Now, they were sitting on the sand while the Pinellas County Sheriff’s Office cleaned up. Nathan Taylor – or Robert Lawrence – was still alive. Sarah Webb was also very much alive. Both had been taken to separate cruisers.

‘How’d you find out?’ Ripley asked.

‘Thomas Webb had written a book and pitched it to Scarecrow Press – Nathan’s publishing house. That’s why he’d stolen Thomas’s computer, so we wouldn’t find the email history.’

‘And that brought you here?’

‘No. I went to Nathan’s apartment and found something on his bookshelf. A Goosebumps book. With a purple cover and a scarecrow on the front.’

Ripley made an unrecognizable sound. A laugh that aimed for bemusement but stopped at disbelief. ‘He still had that?’

‘Yeah. That’s what tipped me off about his identity. He changed his name a few years ago. Not sure why.’

‘Didn’t change his trauma though.’

‘Not your responsibility. It’s usually me saying that to you. You couldn’t have predicted what he’d become.’

Ripley shrugged. ‘Maybe not.’

‘And no, it’s not your fault he went this route. You can blame yourself all you want, but Nathan was always going to become a killer, dead father or not.’

Sheriff Bauer broke away from a pack of officers up ahead and ambled over. He took off his hat. ‘Agents, we found something.’

‘Please, I can’t do any more somethings ,’ Ripley said.

‘It’s the body parts. Sniffer dogs found them. Our perp buried them in the sand.’

Ella’s head snapped up. ‘What? They’re here?’

‘Yeah. All of them, right next to each other. You wanna see?’

‘Not really.’ The answer was immediate.

‘Same,’ Ripley said. ‘Don’t want to see my mentor’s eyeballs. That’s the last thing I need.’

‘Understood. Anyway, I just wanted to thank you ladies for what you did here. If it wasn’t for you, we’d be chasing our tails.’

Both of them turned to Ella, but she waved a dismissive hand. ‘Don’t look at me. Mia did the hard part. She chased Webb here, disarmed her, then beat her and Taylor to hell with a shov-’

Ripley slapped Ella’s knee. ‘Yeah.

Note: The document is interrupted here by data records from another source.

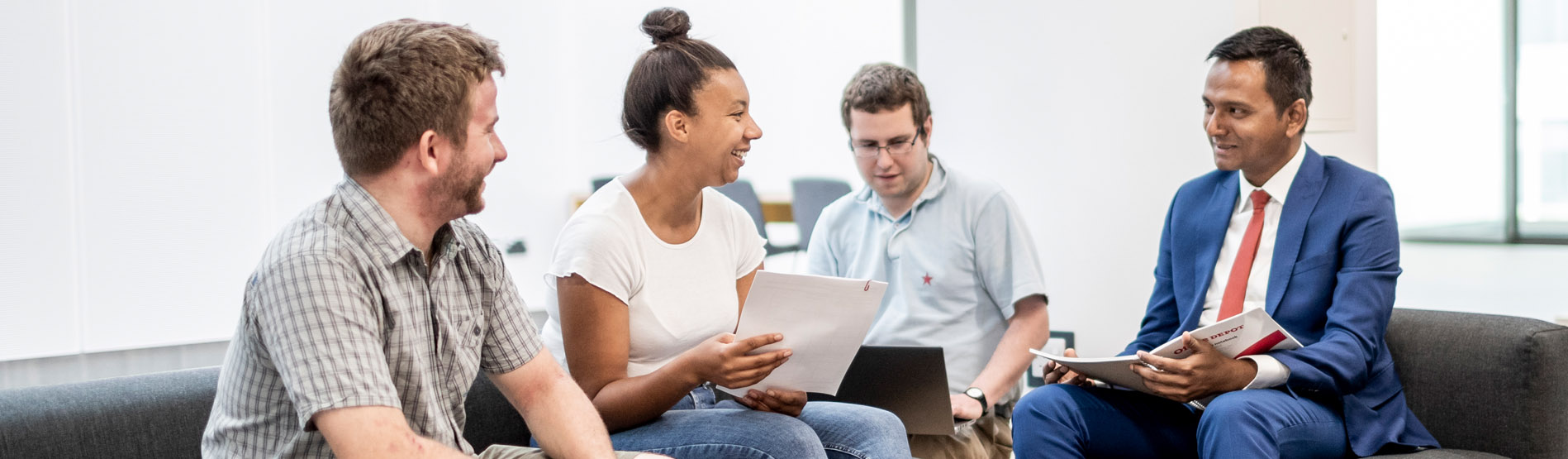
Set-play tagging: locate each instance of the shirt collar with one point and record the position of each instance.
(380, 230)
(1278, 186)
(934, 188)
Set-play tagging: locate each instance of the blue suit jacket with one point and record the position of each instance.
(1332, 284)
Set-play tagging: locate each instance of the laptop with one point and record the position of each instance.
(908, 380)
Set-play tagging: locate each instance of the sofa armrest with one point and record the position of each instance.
(1496, 384)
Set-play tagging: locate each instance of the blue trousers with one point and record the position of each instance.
(701, 428)
(1073, 422)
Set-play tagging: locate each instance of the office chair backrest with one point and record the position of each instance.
(747, 197)
(810, 197)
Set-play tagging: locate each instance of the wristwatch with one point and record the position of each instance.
(979, 395)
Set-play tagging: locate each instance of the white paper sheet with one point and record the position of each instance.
(824, 321)
(1245, 333)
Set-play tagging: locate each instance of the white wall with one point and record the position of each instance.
(157, 146)
(1442, 134)
(1090, 115)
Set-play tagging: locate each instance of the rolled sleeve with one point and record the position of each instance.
(510, 338)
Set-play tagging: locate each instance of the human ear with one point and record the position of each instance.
(677, 125)
(1295, 118)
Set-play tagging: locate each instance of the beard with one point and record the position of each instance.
(463, 184)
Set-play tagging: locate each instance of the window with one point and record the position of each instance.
(1473, 118)
(1542, 120)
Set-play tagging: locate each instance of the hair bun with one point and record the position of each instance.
(667, 24)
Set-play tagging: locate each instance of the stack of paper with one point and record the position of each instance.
(1245, 333)
(824, 321)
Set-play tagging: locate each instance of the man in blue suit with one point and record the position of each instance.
(1311, 239)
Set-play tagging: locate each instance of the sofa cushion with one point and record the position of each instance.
(1484, 382)
(1443, 455)
(150, 415)
(492, 417)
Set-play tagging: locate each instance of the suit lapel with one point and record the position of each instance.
(1299, 205)
(1208, 237)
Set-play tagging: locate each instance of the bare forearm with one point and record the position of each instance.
(632, 401)
(377, 433)
(565, 422)
(1029, 328)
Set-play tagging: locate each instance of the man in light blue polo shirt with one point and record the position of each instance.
(958, 260)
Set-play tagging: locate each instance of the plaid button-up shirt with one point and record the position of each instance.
(344, 312)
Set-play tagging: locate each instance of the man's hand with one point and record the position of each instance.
(775, 401)
(967, 408)
(1203, 373)
(1060, 375)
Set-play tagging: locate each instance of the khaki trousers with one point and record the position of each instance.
(507, 452)
(990, 437)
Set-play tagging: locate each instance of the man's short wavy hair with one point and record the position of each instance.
(885, 87)
(400, 79)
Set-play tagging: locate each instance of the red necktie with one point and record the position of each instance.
(1236, 288)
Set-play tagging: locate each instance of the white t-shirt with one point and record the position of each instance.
(679, 294)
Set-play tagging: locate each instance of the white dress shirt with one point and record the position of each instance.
(1271, 371)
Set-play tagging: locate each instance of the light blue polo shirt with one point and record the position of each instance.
(953, 266)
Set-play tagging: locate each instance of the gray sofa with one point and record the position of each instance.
(1479, 382)
(164, 415)
(1484, 382)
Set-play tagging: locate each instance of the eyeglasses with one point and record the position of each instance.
(896, 150)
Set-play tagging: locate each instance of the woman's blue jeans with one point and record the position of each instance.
(700, 427)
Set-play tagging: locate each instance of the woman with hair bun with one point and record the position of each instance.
(651, 274)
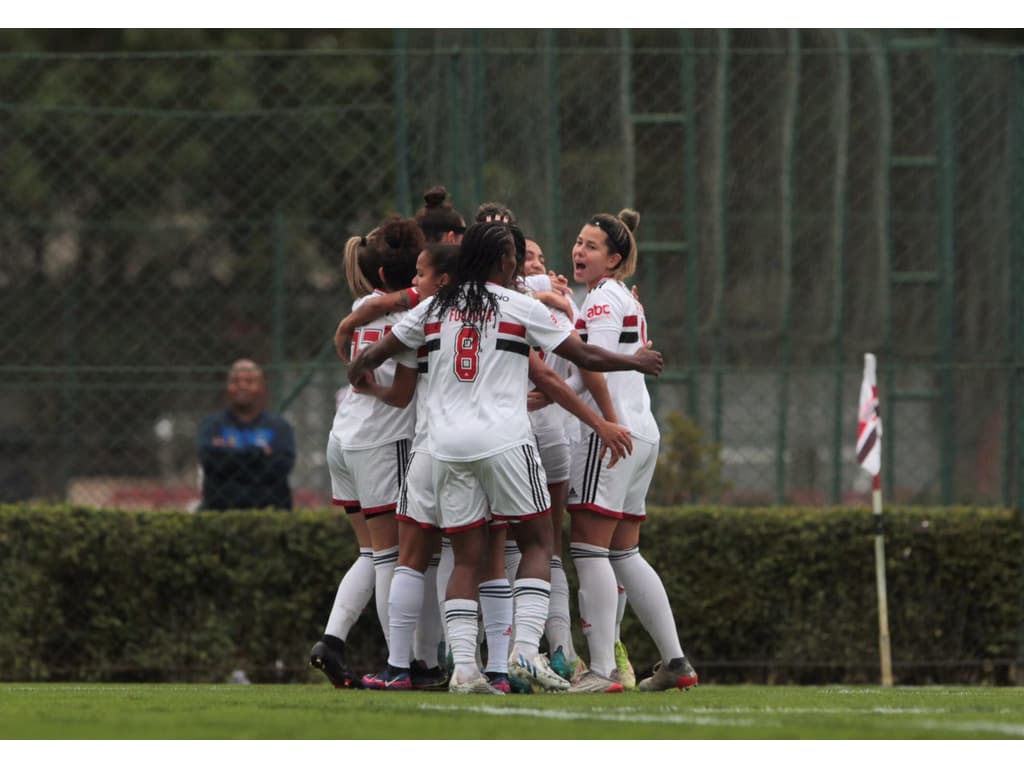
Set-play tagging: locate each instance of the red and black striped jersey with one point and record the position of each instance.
(477, 373)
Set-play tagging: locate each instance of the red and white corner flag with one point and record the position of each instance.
(868, 421)
(869, 458)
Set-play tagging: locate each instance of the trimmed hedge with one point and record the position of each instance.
(784, 595)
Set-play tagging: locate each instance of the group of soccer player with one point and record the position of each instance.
(483, 403)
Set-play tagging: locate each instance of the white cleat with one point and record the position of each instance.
(538, 671)
(476, 684)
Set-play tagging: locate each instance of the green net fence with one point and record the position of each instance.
(806, 197)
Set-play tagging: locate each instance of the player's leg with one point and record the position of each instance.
(355, 587)
(596, 499)
(517, 491)
(497, 608)
(463, 508)
(643, 585)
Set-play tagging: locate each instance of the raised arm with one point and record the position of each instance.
(597, 358)
(373, 356)
(614, 437)
(399, 394)
(366, 313)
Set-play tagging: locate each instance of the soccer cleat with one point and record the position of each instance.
(424, 679)
(499, 681)
(561, 665)
(591, 682)
(677, 674)
(537, 671)
(476, 684)
(331, 662)
(391, 679)
(626, 674)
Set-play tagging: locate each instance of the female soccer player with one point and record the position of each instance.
(607, 503)
(369, 445)
(478, 336)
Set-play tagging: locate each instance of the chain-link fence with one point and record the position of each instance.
(806, 197)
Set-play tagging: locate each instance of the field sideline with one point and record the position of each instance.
(317, 712)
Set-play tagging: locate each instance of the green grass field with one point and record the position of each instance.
(310, 712)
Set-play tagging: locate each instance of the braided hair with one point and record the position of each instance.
(482, 248)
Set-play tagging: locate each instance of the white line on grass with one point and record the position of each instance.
(709, 716)
(610, 717)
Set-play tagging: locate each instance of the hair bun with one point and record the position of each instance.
(629, 217)
(434, 197)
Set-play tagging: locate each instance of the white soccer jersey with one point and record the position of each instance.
(361, 421)
(611, 318)
(549, 423)
(477, 381)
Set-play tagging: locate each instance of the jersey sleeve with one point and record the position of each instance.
(603, 314)
(544, 329)
(407, 358)
(410, 329)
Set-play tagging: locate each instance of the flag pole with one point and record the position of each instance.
(885, 649)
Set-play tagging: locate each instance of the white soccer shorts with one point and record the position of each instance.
(418, 504)
(369, 480)
(555, 457)
(620, 492)
(512, 485)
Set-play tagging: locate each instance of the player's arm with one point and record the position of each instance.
(614, 437)
(593, 357)
(598, 387)
(555, 301)
(399, 394)
(374, 356)
(367, 312)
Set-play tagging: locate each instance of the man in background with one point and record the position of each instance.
(246, 452)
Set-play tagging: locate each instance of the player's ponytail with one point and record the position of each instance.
(619, 231)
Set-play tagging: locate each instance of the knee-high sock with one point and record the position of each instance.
(512, 558)
(649, 601)
(620, 606)
(558, 629)
(496, 605)
(352, 595)
(429, 630)
(404, 602)
(532, 599)
(460, 617)
(384, 562)
(444, 568)
(598, 592)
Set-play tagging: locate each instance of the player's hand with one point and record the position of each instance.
(367, 384)
(649, 361)
(537, 399)
(342, 343)
(614, 437)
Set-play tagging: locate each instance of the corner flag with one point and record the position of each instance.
(868, 422)
(869, 457)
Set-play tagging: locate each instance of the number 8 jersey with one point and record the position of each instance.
(478, 373)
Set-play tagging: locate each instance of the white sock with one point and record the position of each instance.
(496, 604)
(532, 598)
(352, 596)
(384, 562)
(620, 606)
(558, 630)
(460, 616)
(648, 599)
(429, 630)
(597, 604)
(444, 568)
(512, 558)
(404, 603)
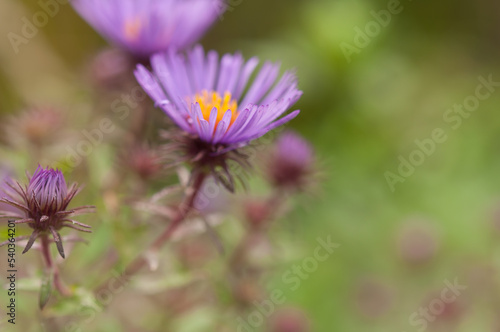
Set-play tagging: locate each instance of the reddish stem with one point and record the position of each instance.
(52, 267)
(181, 215)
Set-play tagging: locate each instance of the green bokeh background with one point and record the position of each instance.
(360, 115)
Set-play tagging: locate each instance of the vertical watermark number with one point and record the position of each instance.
(11, 271)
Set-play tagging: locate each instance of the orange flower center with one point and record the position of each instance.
(209, 100)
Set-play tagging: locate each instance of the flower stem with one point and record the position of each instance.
(186, 206)
(52, 267)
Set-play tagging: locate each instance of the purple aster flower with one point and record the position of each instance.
(291, 161)
(212, 101)
(43, 205)
(144, 27)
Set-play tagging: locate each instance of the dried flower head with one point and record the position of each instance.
(206, 98)
(143, 27)
(43, 205)
(291, 162)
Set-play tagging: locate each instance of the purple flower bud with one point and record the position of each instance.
(42, 204)
(47, 190)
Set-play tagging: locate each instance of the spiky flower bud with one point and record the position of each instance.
(43, 205)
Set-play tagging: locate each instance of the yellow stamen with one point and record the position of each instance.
(209, 100)
(132, 28)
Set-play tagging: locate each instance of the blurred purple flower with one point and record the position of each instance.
(144, 27)
(42, 204)
(206, 96)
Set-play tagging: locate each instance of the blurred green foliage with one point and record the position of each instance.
(361, 116)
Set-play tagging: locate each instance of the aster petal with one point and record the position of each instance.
(262, 83)
(247, 71)
(149, 26)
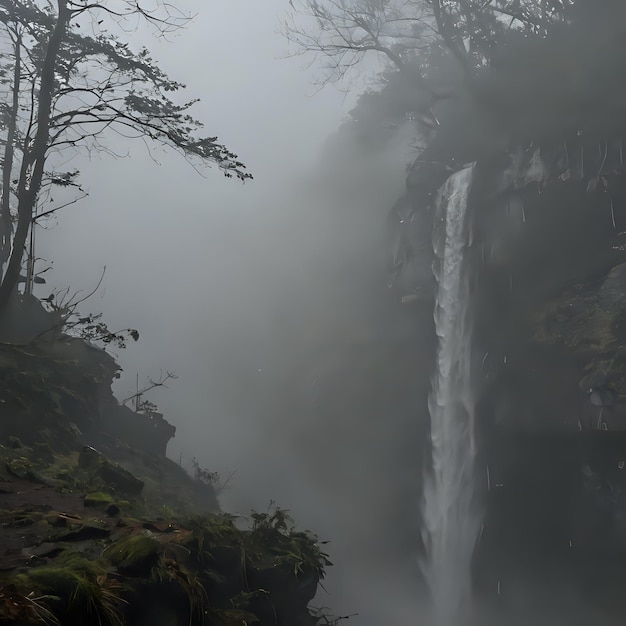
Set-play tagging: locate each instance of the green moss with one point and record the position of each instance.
(134, 554)
(76, 589)
(99, 499)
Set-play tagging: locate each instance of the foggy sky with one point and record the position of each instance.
(204, 269)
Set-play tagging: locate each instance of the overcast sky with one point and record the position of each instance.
(198, 264)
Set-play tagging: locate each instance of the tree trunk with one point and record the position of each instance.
(35, 157)
(5, 208)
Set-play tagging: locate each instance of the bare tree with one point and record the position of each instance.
(66, 84)
(406, 32)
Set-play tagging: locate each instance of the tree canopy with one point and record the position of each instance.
(70, 78)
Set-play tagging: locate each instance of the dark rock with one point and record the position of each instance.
(112, 510)
(116, 477)
(88, 457)
(84, 533)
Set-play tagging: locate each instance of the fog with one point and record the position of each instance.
(236, 287)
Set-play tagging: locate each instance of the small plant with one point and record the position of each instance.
(212, 479)
(90, 327)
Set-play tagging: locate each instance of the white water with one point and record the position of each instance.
(450, 524)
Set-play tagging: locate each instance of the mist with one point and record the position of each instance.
(302, 311)
(250, 294)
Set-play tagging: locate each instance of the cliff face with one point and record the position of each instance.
(547, 258)
(98, 526)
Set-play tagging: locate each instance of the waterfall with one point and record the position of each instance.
(450, 525)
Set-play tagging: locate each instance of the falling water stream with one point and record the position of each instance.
(450, 524)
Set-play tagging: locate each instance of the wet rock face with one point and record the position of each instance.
(550, 371)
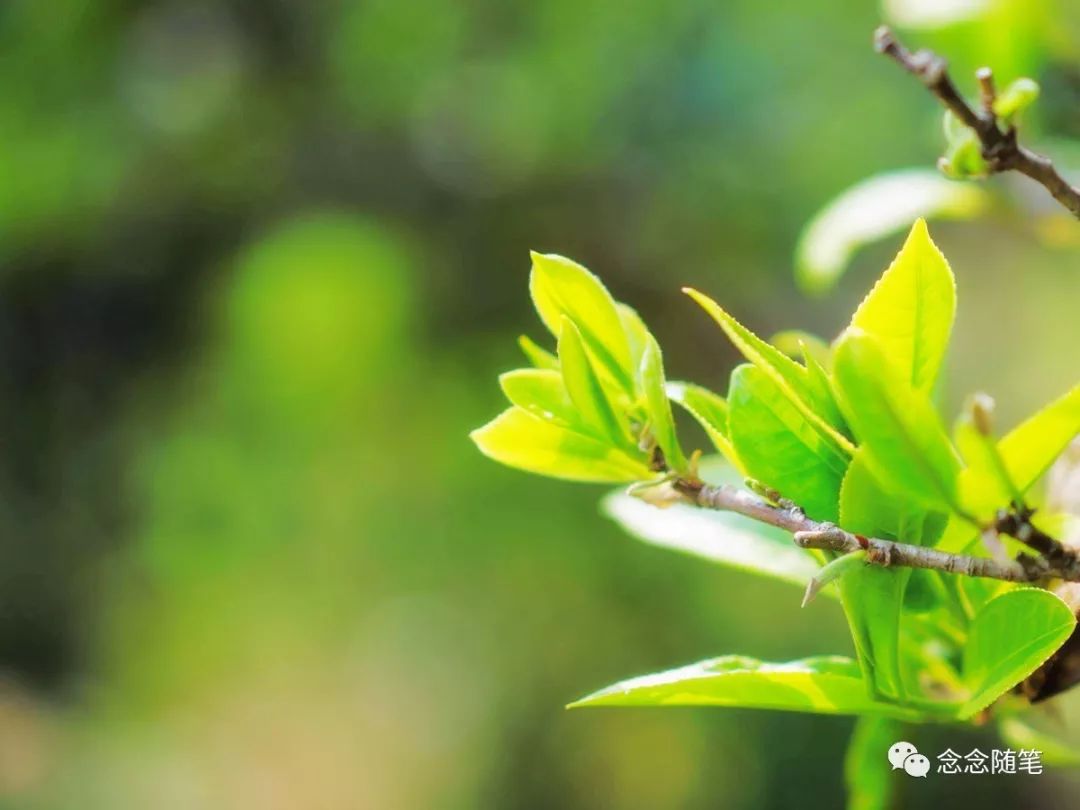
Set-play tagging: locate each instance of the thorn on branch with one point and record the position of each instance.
(998, 140)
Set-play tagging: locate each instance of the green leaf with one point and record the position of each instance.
(562, 287)
(779, 447)
(873, 210)
(586, 392)
(1055, 752)
(822, 685)
(539, 356)
(1021, 94)
(906, 446)
(910, 309)
(798, 343)
(711, 410)
(517, 439)
(866, 771)
(788, 376)
(1031, 447)
(658, 407)
(1010, 637)
(718, 537)
(541, 392)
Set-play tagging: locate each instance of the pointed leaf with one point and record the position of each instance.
(910, 309)
(562, 287)
(906, 446)
(539, 356)
(711, 410)
(866, 771)
(586, 392)
(718, 537)
(658, 407)
(823, 685)
(517, 439)
(779, 447)
(1010, 637)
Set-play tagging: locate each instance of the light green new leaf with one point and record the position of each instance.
(637, 333)
(718, 537)
(910, 309)
(815, 406)
(517, 439)
(658, 406)
(874, 210)
(1010, 637)
(906, 446)
(711, 410)
(539, 356)
(586, 392)
(873, 596)
(777, 446)
(561, 287)
(867, 773)
(823, 685)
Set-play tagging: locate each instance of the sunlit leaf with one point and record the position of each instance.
(517, 439)
(873, 210)
(777, 446)
(710, 409)
(539, 356)
(1055, 752)
(1010, 637)
(824, 685)
(906, 446)
(658, 406)
(562, 287)
(586, 391)
(910, 309)
(790, 377)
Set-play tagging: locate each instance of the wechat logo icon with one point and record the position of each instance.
(904, 756)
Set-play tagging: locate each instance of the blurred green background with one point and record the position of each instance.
(260, 264)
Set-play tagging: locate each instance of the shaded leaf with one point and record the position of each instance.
(823, 685)
(517, 439)
(658, 407)
(779, 447)
(719, 537)
(540, 392)
(1010, 637)
(867, 773)
(910, 309)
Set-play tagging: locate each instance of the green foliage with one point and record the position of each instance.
(824, 685)
(1009, 638)
(849, 433)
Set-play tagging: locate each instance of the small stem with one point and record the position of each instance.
(999, 146)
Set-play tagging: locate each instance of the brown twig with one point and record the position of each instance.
(811, 534)
(1000, 147)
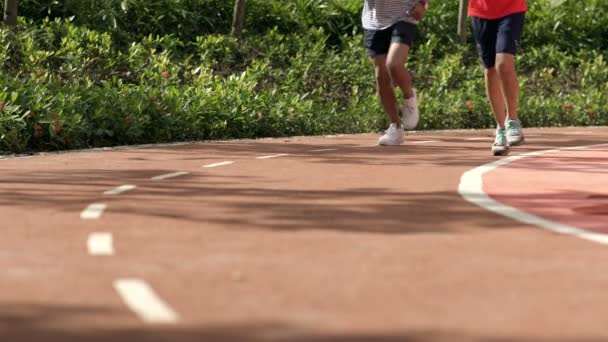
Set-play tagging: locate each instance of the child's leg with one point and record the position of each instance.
(402, 39)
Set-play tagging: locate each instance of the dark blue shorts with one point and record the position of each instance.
(497, 36)
(378, 42)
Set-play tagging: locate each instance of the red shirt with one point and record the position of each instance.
(494, 9)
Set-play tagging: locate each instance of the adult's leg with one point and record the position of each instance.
(385, 90)
(395, 63)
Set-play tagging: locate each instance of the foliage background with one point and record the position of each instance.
(83, 73)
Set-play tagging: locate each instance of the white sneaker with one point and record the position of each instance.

A shove. Webb had me at gunpoint, but I just… shoved her.’

‘What? Really?’

‘Yeah.’

‘Huh. Doesn’t explain the bruises on her head, but I’ll believe ya,’ Bauer winked. ‘Anyway, if you ever need anything, you know where I am, yeah?’

‘Thanks, Sheriff,’ Ella said. ‘We’ll probably be heading back tonight.’

Bauer put his hat back on and gave them a salute. ‘Take care, won’t you.’

‘You too.’

When Bauer was out of earshot, Ella nudged her partner. ‘Didn’t this case teach you anything? Lying is bad.’

‘I’m a civilian. I can’t go ‘round hitting people with shovels.’

‘Didn’t stop you an hour ago. By the way, those trophies? Explains the sand at Thomas’s house.’

‘Oh yeah. Taylor must have visited here, then gone straight to kill Thomas.’

‘Yup.’

‘You know, Dark, I still don’t understand his psychopathology. What the hell was he? He mimicked those cold cases down to a tee, and he told me his motivation was to write the ultimate story. But why kill me? How did he know I’d be here?’

‘He got lucky with that part,’ Ella said.

‘Sarah told us she was struggling, right? And she told me Nathan’s industry was on life support too.

So, together they concocted this elaborate plan.

They thought they could craft the most compelling true crime story ever written, and Sarah would be right at the center of it, so she’d have insights no one else would. ’

‘Insights,’ echoed Ripley. ‘Ha.’

‘Yeah. Everything they did was to craft the narrative, like framing Nicholls, deviating from the White Whale Group by killing Thomas. Suspicion would naturally fall on Sarah through the course of the investigation, which is why she killed her own dad. No one would believe a killer would do that.’

‘True.’

‘But I think for Nathan it was more than money, fame, whatever. He was mimicking killers, but I think he actually became a serial killer in the process, hence this burial site. This was his way of avenging his dad’s murder, but then he saw you.

I saw how he looked at you outside Thomas’s house. Did you recognize him then?’

‘No, but I recognized that I recognized him, if that makes sense.’

‘Yeah. Anyway, you want to go home? It’s nearly Christmas, and I don’t want to spend it in Florida.’

‘You read my mind. Not about Christmas, just about not being in Florida.’

‘Let’s go.’

They hauled themselves up and made their way across the sand, up the ramp and back onto the access path. There was an endless line of police cruisers parked up, and the first two had a pair of familiar faces in them. In one, Sarah Webb. In the other, Nathan Taylor.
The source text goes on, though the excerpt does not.